The degree of damage that occurs from anchoring is dependent on the type and size of anchor used, with larger anchors known to result in greater damage (Collins et al., 2010; Dao and Grabe, 2024). The anchoring of large ocean-going cruise ships, in particular, can potentially cause significant damage to sensitive habitats (Rogers and Garrison, 2001). For example, a typical ocean cruise ship is around 200–300 m in length and carries two anchors each weighing between 5–18 metric tons with over 500 m of anchor chain that drags across the substrate as the anchored vessel swings (Davis et al., 2022; Ito et al., 2023).
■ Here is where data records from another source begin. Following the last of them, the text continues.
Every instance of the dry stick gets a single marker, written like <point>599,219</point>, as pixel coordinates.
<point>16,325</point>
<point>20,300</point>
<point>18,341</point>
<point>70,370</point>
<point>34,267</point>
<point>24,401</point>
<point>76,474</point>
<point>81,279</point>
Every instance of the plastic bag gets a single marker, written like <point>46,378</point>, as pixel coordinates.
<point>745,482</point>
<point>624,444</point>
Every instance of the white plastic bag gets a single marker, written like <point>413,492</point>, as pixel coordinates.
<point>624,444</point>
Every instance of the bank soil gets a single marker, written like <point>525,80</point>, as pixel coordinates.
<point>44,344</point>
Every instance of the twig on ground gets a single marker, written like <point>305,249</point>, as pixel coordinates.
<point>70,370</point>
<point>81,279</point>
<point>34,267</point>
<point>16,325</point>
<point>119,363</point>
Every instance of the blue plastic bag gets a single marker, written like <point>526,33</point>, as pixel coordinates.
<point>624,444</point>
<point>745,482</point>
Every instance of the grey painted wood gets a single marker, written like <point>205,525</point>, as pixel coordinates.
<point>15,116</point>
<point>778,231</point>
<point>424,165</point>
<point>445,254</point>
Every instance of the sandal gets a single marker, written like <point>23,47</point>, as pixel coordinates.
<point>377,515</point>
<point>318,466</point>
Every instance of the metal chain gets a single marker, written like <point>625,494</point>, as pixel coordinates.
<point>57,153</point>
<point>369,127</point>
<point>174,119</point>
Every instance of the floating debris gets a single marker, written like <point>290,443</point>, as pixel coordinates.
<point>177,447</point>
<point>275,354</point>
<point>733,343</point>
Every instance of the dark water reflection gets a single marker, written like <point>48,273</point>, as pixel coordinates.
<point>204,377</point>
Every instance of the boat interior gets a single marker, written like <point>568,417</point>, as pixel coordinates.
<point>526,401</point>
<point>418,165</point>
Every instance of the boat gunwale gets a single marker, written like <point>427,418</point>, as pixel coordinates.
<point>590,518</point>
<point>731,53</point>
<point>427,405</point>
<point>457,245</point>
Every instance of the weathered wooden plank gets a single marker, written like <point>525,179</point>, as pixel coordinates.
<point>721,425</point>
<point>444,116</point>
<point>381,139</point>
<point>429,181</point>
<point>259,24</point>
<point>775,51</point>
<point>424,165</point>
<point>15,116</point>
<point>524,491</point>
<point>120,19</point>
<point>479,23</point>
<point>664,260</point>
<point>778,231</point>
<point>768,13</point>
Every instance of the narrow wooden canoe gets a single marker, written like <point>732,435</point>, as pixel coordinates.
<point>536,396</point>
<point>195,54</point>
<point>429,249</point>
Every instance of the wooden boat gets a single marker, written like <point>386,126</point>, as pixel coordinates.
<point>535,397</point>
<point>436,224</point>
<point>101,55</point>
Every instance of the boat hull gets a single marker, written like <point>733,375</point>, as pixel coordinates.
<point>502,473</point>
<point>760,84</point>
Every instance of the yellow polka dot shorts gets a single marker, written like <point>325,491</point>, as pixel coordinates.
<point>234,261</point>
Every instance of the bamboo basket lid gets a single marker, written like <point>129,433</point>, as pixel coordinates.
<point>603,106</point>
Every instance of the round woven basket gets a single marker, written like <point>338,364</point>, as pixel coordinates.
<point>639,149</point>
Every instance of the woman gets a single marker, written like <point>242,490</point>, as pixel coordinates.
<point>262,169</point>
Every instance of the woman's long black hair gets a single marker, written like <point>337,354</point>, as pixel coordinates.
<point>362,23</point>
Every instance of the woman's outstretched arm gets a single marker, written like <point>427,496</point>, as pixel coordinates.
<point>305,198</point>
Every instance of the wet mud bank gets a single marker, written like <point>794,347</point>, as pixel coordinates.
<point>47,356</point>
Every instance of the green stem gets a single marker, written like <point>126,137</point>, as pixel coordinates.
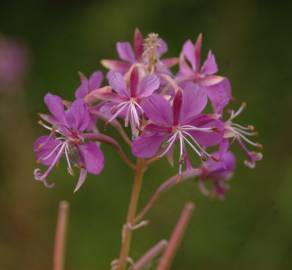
<point>127,230</point>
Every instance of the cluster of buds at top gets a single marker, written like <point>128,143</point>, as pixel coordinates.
<point>163,110</point>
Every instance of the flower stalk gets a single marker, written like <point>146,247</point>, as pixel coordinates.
<point>60,237</point>
<point>128,227</point>
<point>176,237</point>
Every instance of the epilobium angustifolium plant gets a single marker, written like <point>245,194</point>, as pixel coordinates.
<point>179,116</point>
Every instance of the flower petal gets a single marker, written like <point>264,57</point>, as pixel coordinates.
<point>125,51</point>
<point>158,110</point>
<point>134,80</point>
<point>104,93</point>
<point>95,80</point>
<point>92,157</point>
<point>194,101</point>
<point>78,116</point>
<point>170,62</point>
<point>209,67</point>
<point>220,95</point>
<point>118,83</point>
<point>189,53</point>
<point>162,47</point>
<point>82,90</point>
<point>116,65</point>
<point>147,146</point>
<point>207,138</point>
<point>46,149</point>
<point>81,180</point>
<point>138,43</point>
<point>55,106</point>
<point>148,85</point>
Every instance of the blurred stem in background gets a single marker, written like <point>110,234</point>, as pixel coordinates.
<point>129,226</point>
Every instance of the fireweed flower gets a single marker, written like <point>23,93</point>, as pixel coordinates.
<point>217,88</point>
<point>240,134</point>
<point>88,85</point>
<point>218,172</point>
<point>67,139</point>
<point>146,53</point>
<point>182,122</point>
<point>126,99</point>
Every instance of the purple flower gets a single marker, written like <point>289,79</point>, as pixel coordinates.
<point>88,85</point>
<point>67,139</point>
<point>217,88</point>
<point>217,172</point>
<point>240,134</point>
<point>146,53</point>
<point>126,99</point>
<point>181,122</point>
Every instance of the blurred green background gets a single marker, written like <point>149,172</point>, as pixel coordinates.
<point>250,229</point>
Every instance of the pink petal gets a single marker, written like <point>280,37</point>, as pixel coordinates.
<point>209,67</point>
<point>81,180</point>
<point>207,138</point>
<point>46,149</point>
<point>95,80</point>
<point>194,101</point>
<point>176,107</point>
<point>138,43</point>
<point>92,157</point>
<point>158,110</point>
<point>220,95</point>
<point>162,47</point>
<point>104,93</point>
<point>170,62</point>
<point>134,80</point>
<point>148,85</point>
<point>198,48</point>
<point>118,83</point>
<point>55,106</point>
<point>78,116</point>
<point>82,90</point>
<point>189,53</point>
<point>116,65</point>
<point>147,146</point>
<point>125,51</point>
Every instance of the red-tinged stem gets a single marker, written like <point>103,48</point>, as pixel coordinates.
<point>150,254</point>
<point>176,179</point>
<point>176,237</point>
<point>60,237</point>
<point>128,227</point>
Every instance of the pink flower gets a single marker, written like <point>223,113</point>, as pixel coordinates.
<point>182,122</point>
<point>67,139</point>
<point>217,88</point>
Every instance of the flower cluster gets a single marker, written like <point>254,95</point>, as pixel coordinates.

Interestingly, although remote sensing tools are increasingly being used to examine anchoring footprints, a standard approach has not been adopted industry-wide and there is little quantitative information on anchoring damage to sensitive habitats (especially coral reefs) by cruise ships. This is despite the burgeoning cruise industry, that has seen a steady 7.3% rise in passenger numbers annually over the past three decades (Ito et al., 2023). Furthermore, it is common practice to drop anchor whilst awaiting entry to busy ports, or where the destination does not have docking facilities or is too shallow to enter the port (Davis et al., 2022). In fact, cruise ships commonly seek anchorages in near-pristine locations without docking facilities or designated ships anchorages where they potentially cause much greater habitat damage than in well-used commercial anchorages where the habitats are already destroyed (Davis and Broad, 2016). This lack of a standard approach by the shipping industry to assessing the impacts of anchoring on benthic habitats and the dearth of information came into sharp focus during the global COVID-19 pandemic (2020-2021) when many large ships (including cruise ships) were forced to seek safe anchorages outside congested ports for many months (Davis et al., 2022; Small and Oxenford, 2022; Tinsley, 2021; Watson et al., 2022). The cruise ship industry was the most impacted shipping sector during the COVID-19 pandemic as the entire industry shut down in March 2020. This meant that many cruise ships anchored whilst out of work in places such as Barbados due to port congestion (EMSA, 2021).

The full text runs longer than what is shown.